It’s not the burden of reality to be shocking or entertaining. The 2012 race turned out to be fairly simple and predictable. As The Gamble observes, the economy “was growing at a rate that, based on the previous 60-plus years of presidential elections, was sufficient to predict an Obama victory.”

With the most comprehensive and demanding analytics of a wide array of data, Sides and Vavreck cut through many of the myths of the 2012 campaign. Some of their key conclusions:

-On advertising: “the Obama team’s own data mirrored our finding that the ads never really moved the polls.” Contrary to some speculation, their analysis show that the ads at the end of the campaign were more effective than earlier ads. “An advertising advantage on the day before the election likely increased vote share, and much more than did advertising prior to that point.”

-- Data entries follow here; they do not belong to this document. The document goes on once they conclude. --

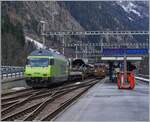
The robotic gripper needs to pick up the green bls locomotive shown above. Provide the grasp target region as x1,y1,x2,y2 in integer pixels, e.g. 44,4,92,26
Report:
24,49,69,87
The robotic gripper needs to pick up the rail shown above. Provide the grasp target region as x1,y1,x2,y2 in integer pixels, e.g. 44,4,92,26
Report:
0,66,24,79
135,76,150,83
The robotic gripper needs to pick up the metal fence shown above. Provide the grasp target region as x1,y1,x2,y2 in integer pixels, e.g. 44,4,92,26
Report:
0,66,24,79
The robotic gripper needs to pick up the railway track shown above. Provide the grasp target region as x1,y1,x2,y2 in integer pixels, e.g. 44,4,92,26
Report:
1,79,102,121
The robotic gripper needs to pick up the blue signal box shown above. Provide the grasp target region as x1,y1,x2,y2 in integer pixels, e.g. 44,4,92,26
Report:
102,48,148,56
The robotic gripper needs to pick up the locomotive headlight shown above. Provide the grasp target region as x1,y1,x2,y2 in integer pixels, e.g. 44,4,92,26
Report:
43,74,47,76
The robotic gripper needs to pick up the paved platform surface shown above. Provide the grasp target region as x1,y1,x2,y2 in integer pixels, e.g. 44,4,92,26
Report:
54,78,149,121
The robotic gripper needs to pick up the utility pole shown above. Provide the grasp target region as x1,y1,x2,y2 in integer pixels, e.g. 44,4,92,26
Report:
75,44,78,59
40,21,46,47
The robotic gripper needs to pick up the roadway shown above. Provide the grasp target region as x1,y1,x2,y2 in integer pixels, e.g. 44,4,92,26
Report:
54,78,149,121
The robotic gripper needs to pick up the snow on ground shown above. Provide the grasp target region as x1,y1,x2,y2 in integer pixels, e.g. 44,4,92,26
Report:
12,87,25,91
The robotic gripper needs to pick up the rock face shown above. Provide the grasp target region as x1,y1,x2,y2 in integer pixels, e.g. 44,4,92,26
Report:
2,1,149,65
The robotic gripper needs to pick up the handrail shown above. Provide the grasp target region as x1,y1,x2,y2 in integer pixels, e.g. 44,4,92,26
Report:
0,66,24,79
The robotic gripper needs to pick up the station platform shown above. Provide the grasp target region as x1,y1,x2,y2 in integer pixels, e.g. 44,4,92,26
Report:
53,78,149,121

-On the impact of Romney’s “47 percent” comment: It caused some Romney voters to move away, but those “who shifted away from Romney after the video’s release came back to him after the first debate.”

-Was Romney seen as too conservative? “In the general election, it was actually Obama, not Romney, who was ideologically further from the most voters.” (Romney campaign data showed the same results.)

-Likability and empathy: Yes, Obama was consistently seen as more likable and empathetic. Was it decisive? Not so, Sides and Vavreck conclude: “Had [Romney] been perceived as favorably as Obama, he likely would have lost anyway.”

-Obama’s campaign advantages: “The ads and field organizations of the campaign made a small difference to the outcome but did not decide the outcome.” They closely examine the Obama campaign’s field operation and estimate that the advantage ranged from 0.3 percentage points to 0.6 percentage points. Not insignificant, but not determinative.

In December 2011, Sides and Vavreck’s modeling forecasted that Obama would likely win with 52.9 percent of the vote. After the race, when they were able to substitute the real economic numbers vs. their projections, it indicated that Obama should have won with 52.7 percent. In other words, this was a campaign that played out by the numbers, like most campaigns.

Reading The Gamble, I’m pulled in two directions. There is an excitement that comes with the clarity of very smart and skilled professionals working through data and presenting an overwhelmingly compelling case. That’s balanced with a maddening sense of frustration that so much blood, sweat, tears, and treasure was put into an endeavor that was likely predetermined by forces out of anyone’s control.

Double Down’s approach focuses on every drop and every dollar of the campaign’s blood, sweat, tears, and treasure. While there are some depictions of moments that don’t exactly jive with my recollection, I give the authors a great deal of credit for working hard to get everything right. Halperin and Heilemann take their task very seriously and are truly exhaustive in their research efforts.

My greatest issues revolve around the use of quotes when a second party is recounting what another person said. Or even quotes based on an individual’s direct memory. Unless working from recordings or very precise notes, it’s impossible to get exactly right what a person said. There are instances of characters saying things in the book that just don’t strike me as right. But that said, the authors use far less quotes than many contemporary histories and I know from personal experience, they go to great lengths to get a line as right as possible.

In many ways, Double Down is an oral history of the campaign in that it is based more on interviews than on primary-source materials. Halperin and Heilemann don’t have the advantages of working with the computers, diaries, and email records that fill presidential libraries. They are relying on memories and stories, some buttressed by notes, and there’s the inevitable tendency for the 1-pound fish that was caught to end up a tad larger when told over beers. My recounting to colleagues that the Eastwood moment made me sick gets taken a bit literally but none of that is really important. There is no question that Halperin and Heilemann are very good at capturing the heat and emotion that is the core experience of working on a presidential race.

Taken together, The Gamble and Double Down are a perfect match, a right brain/left brain balance that bring to life and elucidate this crazy process we go through to elect a president. We’re fortunate to have four authors as committed to the pursuit of their own variations of truth. Read both books. You’ll be glad you did.